Портрет

Йаоханнеса радушно приняли в роскошном кирпичном особняке Питера Класа ван Рёйвена на берегу старейшего делфтского канала и проводили в приемную со знакомыми деревянными стенами. Последние десять лет он одну за другой носил сюда свои картины.

— Хозяин сейчас занят, — сказала ему молодая служанка. — Скажите, по какому вы делу, я передам.

— Да так, хотел увидеть картины.

Служанка хихикнула.

— Вы? Вы еще на них не насмотрелись? — Она провела его в большой зал. — Я скажу ему, что вы здесь.

Оставлен один — как раз то, о чем он мечтал.
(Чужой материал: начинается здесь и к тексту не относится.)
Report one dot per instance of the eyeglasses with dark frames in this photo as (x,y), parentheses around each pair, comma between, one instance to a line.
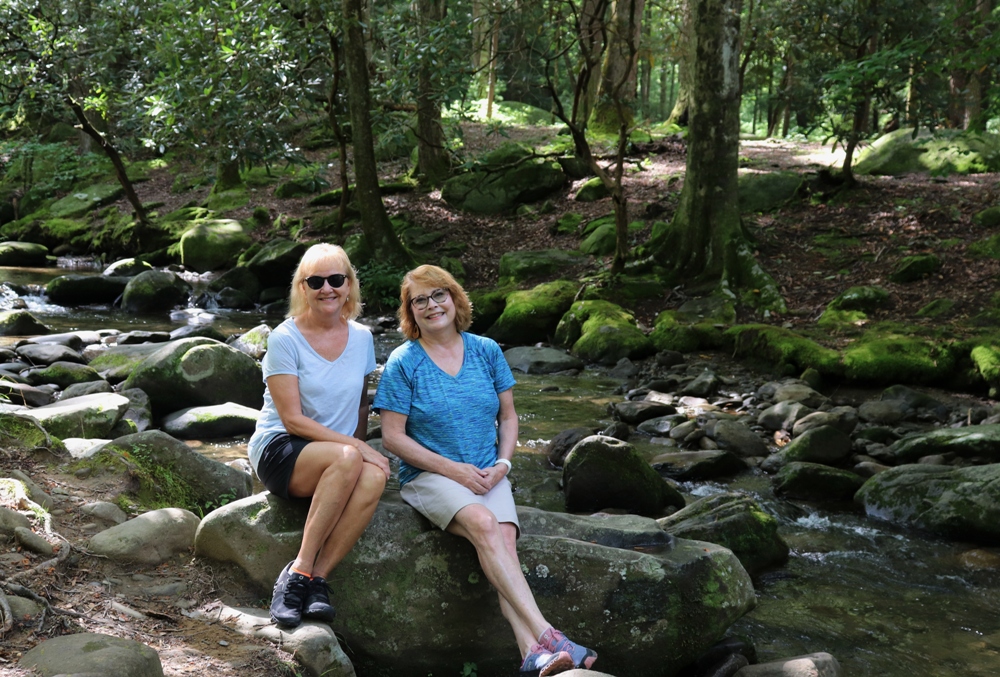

Его картины мягким светом грели зал со всех сторон.

Крупный «Вид Делфта» одиноко сиял с дальней стены. Затишье перед тем, как город проснется. Свет, единственный актер, любовно ласкает далекую башню Ньиве Керк и желтые крыши вдали. А на переднем плане — городская стена, Снидамские и Роттердамские ворота и даже рыбачьи лодки — неподвижны, темны, прикрыты облаком, все еще спят. Увидит ли кто в этом запечатленном моменте величие Господне? Издалека глаз охватывал картину целиком. Йоханнес подошел ближе и как будто взаправду приблизился к городу. Он и не знал этого волшебного ощущения прежде, когда писал картину из комнатенки по другую сторону реки.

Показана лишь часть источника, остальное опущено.